In 2023, JetZero announced its Z4 project, designed to carry 250 passengers, targeting the middle-of-the-market category, to use existing Pratt & Whitney PW2040 43,000 lbf engines. In August 2023, the U.S. Air Force announced a $235-million contract awarded over a four-year period to JetZero, culminating in first flight of the full-scale demonstrator by the first quarter of 2027. The goal of the contract is to demonstrate the capabilities of BWB technology, giving the Department of Defense and commercial industry more options for their future air platforms.
In January 2024 the company began moving into a 275000 sqft space at Long Beach Airport formerly occupied by Gulfstream.
In March 2024 its Pathfinder 1:8 scale demonstrator received its airworthiness certificate from the U.S. Federal Aviation Administration (FAA), clearing the aircraft for test flights at Edwards Air Force Base in California.

The Demonstrator aircraft is being built in partnership with Scaled Composites (Northrop Grumman).

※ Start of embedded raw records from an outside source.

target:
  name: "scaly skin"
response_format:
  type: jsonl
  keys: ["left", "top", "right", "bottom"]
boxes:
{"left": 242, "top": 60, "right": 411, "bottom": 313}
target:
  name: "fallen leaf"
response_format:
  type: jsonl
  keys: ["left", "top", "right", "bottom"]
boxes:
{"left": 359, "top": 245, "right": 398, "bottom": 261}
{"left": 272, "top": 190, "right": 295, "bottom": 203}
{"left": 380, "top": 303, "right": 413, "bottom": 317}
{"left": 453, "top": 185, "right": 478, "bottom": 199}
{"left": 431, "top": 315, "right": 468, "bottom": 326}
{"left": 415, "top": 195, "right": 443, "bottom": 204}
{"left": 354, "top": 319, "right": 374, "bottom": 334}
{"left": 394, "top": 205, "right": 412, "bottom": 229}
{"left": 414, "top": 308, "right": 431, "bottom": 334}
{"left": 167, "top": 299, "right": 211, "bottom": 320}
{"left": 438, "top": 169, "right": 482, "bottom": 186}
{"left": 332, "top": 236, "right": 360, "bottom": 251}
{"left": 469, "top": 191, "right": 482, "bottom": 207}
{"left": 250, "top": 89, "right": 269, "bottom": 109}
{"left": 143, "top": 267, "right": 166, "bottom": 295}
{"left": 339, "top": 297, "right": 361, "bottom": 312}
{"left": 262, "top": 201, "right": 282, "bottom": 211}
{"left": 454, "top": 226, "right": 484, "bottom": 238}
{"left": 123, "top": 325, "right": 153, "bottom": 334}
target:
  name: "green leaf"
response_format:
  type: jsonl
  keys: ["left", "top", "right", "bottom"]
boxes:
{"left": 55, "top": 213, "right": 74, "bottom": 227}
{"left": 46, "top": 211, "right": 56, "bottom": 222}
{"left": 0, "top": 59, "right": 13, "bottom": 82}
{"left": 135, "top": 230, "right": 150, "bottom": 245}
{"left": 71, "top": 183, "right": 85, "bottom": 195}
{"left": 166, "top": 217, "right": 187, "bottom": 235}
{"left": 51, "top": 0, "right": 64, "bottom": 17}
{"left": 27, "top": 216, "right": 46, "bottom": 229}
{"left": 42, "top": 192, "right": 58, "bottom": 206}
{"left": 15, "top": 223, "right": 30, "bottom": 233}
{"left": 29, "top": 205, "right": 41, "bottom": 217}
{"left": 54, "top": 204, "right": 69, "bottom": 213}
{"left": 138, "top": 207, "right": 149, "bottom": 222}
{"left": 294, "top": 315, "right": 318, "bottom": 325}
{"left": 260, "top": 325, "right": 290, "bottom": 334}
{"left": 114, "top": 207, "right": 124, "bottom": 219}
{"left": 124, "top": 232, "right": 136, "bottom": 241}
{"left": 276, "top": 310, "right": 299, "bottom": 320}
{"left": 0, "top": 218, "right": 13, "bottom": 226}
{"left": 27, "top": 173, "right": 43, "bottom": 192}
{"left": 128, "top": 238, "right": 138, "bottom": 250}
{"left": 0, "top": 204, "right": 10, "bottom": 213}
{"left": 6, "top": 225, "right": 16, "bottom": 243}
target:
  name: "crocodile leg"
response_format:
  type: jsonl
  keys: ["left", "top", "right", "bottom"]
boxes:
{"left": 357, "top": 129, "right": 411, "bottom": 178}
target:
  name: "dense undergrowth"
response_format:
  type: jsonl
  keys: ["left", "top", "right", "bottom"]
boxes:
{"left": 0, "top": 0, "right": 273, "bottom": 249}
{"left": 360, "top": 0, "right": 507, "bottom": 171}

It will use a Pratt and Whitney PW2040 engine, and nacelles built by Collins Aerospace

In 2025, JetZero continued development of its full-scale blended wing body (BWB) demonstrator, known as Jet1, with construction taking place at Scaled Composites' facility in Mojave, California. The program remained focused on achieving a first flight in 2027 under the U.S. Air Force contract. The company also continued flight testing of its Pathfinder series of subscale aircraft, using the data collected to refine flight-control software, aerodynamic models, and the configuration of the full-scale demonstrator.

== Programs ==

- Pathfinder;
- The Z4, which is V-shaped. According to the manufacturer, the aircraft will be able to carry 250 passengers over a distance of more than 9,000 kilometers.